Filmmaker and screenwriter Rose Troche's latest production is We Live Here, an immersive VR experience that seeks to remove the barriers of perspective and expand the bounds of empathy in regards to homelessness. Viewers are introduced to Rockey, a 60-year-old homeless woman who is left with critical choices to make on the day she is instructed by police to leave the park where she lives. Troche's past credits have explored gay life in the 1990s and sexuality in the suburbs, carving out a niche of art that engages the realities of human experience.

Kinshasa Now

Kinshasa Now is Belgian filmmaker Marc-Henri Wajnberg's follow-up to his 2012 feature Kinshasa Kids, a film that explored life in the capital of the Democratic Republic of Congo amidst the separation of families. In the city, 35,000 children have been left by their parents to live on the streets following accusations of witchcraft. Wajnberg's VR film draws viewers to this experience through the lens of a 14-year-old boy, Mika, who must learn to adapt to his circumstances and survive within the brutality of child poverty.

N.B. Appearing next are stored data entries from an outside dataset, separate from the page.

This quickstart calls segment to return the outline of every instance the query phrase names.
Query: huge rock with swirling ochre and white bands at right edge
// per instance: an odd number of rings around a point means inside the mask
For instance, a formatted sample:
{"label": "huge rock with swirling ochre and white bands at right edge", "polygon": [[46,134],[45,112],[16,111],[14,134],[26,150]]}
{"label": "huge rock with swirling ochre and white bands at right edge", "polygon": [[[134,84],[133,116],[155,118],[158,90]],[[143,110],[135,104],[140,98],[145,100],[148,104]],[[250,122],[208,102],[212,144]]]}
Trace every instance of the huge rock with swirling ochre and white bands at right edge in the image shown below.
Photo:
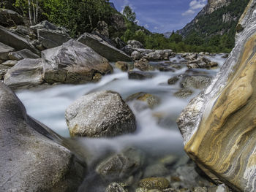
{"label": "huge rock with swirling ochre and white bands at right edge", "polygon": [[212,179],[255,191],[256,0],[241,16],[236,47],[206,91],[178,118],[185,150]]}

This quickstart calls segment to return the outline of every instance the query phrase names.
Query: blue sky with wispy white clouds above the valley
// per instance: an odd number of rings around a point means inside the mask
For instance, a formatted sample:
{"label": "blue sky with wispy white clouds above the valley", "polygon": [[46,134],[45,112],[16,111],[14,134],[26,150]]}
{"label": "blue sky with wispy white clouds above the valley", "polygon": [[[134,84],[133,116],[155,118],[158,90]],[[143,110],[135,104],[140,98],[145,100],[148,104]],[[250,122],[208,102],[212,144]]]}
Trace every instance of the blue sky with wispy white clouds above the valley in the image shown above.
{"label": "blue sky with wispy white clouds above the valley", "polygon": [[189,23],[207,0],[110,0],[119,12],[129,5],[140,26],[158,33],[176,31]]}

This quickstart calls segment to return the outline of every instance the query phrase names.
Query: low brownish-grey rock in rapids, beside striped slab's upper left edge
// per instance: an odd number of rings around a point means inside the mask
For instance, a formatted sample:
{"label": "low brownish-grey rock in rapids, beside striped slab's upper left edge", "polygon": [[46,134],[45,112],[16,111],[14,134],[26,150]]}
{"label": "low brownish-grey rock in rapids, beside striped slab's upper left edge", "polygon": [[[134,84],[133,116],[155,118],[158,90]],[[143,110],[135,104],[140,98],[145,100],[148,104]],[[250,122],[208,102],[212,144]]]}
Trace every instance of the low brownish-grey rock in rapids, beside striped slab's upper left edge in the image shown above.
{"label": "low brownish-grey rock in rapids, beside striped slab's upper left edge", "polygon": [[204,89],[211,83],[210,77],[205,76],[185,76],[181,81],[182,88]]}

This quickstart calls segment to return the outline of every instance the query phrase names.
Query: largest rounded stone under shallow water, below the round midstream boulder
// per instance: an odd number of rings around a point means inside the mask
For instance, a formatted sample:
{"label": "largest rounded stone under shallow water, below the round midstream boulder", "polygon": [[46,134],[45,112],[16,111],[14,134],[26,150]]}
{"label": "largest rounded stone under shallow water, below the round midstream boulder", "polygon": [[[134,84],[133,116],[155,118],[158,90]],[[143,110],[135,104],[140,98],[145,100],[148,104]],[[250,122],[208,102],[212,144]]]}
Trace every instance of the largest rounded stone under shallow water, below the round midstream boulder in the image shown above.
{"label": "largest rounded stone under shallow water, below the round midstream boulder", "polygon": [[140,150],[127,148],[116,155],[111,155],[96,167],[97,174],[113,180],[129,177],[144,164],[144,155]]}

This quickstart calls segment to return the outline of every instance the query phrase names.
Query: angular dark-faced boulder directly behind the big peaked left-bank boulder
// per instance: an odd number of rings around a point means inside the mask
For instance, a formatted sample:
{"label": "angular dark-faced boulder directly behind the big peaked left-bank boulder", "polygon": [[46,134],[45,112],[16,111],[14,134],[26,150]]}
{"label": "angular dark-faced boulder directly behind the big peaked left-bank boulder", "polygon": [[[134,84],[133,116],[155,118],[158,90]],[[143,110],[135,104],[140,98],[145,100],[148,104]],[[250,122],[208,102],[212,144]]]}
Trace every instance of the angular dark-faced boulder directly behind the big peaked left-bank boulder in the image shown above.
{"label": "angular dark-faced boulder directly behind the big peaked left-bank boulder", "polygon": [[42,42],[42,46],[47,49],[58,47],[71,39],[65,28],[59,28],[47,20],[36,26],[31,26],[31,28],[37,30],[37,38]]}

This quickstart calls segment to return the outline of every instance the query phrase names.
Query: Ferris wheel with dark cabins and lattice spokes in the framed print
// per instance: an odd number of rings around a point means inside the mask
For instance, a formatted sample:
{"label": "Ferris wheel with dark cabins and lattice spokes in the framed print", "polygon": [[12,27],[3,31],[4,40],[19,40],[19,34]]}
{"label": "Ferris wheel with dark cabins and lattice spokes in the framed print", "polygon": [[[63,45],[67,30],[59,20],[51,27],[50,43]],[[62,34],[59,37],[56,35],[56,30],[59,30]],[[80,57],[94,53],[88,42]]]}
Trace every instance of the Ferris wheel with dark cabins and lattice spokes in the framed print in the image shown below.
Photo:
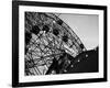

Terrain, the installation created by artist Lily Baldwin, animator Saschka Unseld and filmmaker Kumar Atre, is difficult to describe, which is maybe the point. The audio-visual production is entirely nonverbal, allowing participants to reevaluate the space between the self and the other through our physical––or virtual––bodies. As an alternative to the traditional documentary format, Terrain brings viewers to characters across the globe, using the freedoms of virtual reality to emphasize our interconnectedness in times of isolation.